- Directed by: Don Medford
- Written by: Sam Rolfe
- Produced by: Norman Felton
- Starring: Robert Vaughn David McCallum Luciana Paluzzi
- Cinematography: Joseph Biroc
- Edited by: Henry Berman
- Music by: Jerry Goldsmith
- Production company: Arena Productions
- Distributed by: Metro-Goldwyn-Mayer
- Release date: January 19, 1966 (US);
- Running time: 92 minutes
- Country: United States
- Language: English

= To Trap a Spy =

1964 film by Don Medford

To Trap a Spy is the feature-length film version of the 70-minute television pilot of The Man from U.N.C.L.E. starring Robert Vaughn. It also features Patricia Crowley, William Marshall, Fritz Weaver and David McCallum. The film was directed by Don Medford.

==Plot==
U.N.C.L.E. suspects that the U.S. industrialist and tycoon Andrew Vulcan, an officer of WASP (an international criminal organization), plans to kill Prime Minister Sekue Ashumen of the newly independent African nation of Western Natumba. Napoleon Solo is assigned by Mr. Allison, the head of U.N.C.L.E., to thwart the assassination and find out why it was planned. Solo thereafter recruits Elaine May Donaldson, a college girlfriend of Vulcan's and who is now a suburban housewife, to help get information from Vulcan on his plans. Solo's thought is that only a personal connection can obtain the information, and Vulcan has neither wife nor close friends.

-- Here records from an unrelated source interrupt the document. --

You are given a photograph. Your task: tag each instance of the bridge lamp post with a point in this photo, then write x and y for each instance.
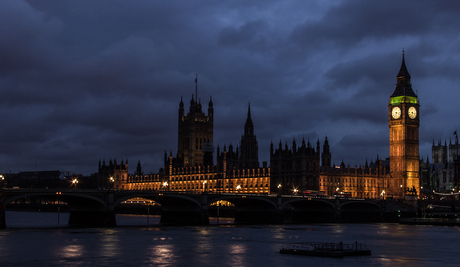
(112, 181)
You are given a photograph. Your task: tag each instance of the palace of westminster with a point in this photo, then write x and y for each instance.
(301, 169)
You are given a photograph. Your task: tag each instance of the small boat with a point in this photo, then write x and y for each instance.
(322, 249)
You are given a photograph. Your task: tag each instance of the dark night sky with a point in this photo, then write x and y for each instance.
(82, 81)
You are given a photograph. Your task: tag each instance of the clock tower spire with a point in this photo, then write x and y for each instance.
(404, 123)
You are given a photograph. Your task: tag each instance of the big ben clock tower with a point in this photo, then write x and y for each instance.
(404, 123)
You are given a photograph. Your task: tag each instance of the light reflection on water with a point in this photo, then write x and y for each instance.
(391, 244)
(162, 254)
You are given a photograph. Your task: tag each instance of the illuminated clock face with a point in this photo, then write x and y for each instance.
(412, 112)
(396, 113)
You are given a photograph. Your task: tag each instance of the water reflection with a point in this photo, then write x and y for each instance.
(110, 243)
(238, 253)
(70, 251)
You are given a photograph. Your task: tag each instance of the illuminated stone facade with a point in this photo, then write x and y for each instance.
(193, 169)
(294, 170)
(370, 181)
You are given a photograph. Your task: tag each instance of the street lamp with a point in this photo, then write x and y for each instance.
(238, 187)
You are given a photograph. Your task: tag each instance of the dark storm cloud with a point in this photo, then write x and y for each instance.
(82, 81)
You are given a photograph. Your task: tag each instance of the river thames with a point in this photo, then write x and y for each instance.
(42, 239)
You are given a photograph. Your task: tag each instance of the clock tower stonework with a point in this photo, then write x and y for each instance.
(404, 123)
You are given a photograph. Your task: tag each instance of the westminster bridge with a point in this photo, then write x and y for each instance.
(97, 207)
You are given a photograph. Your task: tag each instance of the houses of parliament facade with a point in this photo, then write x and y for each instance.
(302, 168)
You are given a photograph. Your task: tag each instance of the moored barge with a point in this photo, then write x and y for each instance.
(322, 249)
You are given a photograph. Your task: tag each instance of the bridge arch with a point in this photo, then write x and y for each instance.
(163, 200)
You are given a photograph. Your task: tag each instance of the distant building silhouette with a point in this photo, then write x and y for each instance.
(297, 170)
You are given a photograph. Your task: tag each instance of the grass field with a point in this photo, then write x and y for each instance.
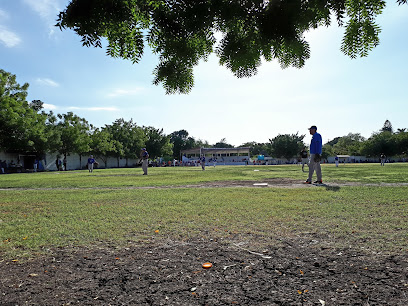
(41, 211)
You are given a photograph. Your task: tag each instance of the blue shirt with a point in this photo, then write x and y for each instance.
(316, 144)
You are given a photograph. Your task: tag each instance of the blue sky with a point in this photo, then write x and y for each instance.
(338, 94)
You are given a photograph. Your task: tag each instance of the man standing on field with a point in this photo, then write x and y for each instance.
(303, 156)
(315, 158)
(145, 160)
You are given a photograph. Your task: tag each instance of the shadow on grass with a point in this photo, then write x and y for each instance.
(332, 188)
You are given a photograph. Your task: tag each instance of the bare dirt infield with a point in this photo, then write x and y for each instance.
(170, 273)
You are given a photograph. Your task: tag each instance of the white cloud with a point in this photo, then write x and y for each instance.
(8, 38)
(4, 15)
(110, 109)
(47, 82)
(47, 9)
(125, 92)
(49, 106)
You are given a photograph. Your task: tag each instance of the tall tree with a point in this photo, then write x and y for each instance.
(74, 133)
(256, 148)
(129, 136)
(379, 143)
(387, 127)
(102, 144)
(286, 146)
(157, 143)
(222, 144)
(349, 144)
(183, 32)
(22, 125)
(181, 141)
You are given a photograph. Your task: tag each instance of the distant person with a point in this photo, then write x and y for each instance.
(315, 156)
(202, 160)
(303, 156)
(91, 162)
(382, 159)
(144, 155)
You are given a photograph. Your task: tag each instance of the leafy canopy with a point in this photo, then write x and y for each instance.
(182, 32)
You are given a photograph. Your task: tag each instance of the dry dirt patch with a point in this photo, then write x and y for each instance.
(171, 273)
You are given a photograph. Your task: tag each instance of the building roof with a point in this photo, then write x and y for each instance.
(242, 150)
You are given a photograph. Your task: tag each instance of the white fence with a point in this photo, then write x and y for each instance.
(73, 162)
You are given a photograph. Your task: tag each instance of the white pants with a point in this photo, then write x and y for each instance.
(314, 166)
(144, 166)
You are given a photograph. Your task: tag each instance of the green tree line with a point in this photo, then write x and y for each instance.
(26, 127)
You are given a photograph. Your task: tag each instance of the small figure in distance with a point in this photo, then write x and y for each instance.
(144, 155)
(303, 156)
(202, 160)
(315, 156)
(382, 158)
(91, 162)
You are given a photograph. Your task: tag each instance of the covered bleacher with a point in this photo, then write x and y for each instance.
(220, 156)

Elaine is given the cover story of being a wealthy widow and is able to not only get Solo the details of the assassination plot, but drugs Ashumen so he is unable to take the tour of Vulcan’s factory which Solo believes will result in Ashumen’s death. Vulcan’s target, though, turns out to be two of Ashumen’s ministers who do not agree with his plans for having Vulcan set up factories in his country. With Ashumen as Premier and Vulcan running the primary industry there, Western Natumba would become a puppet nation of WASP.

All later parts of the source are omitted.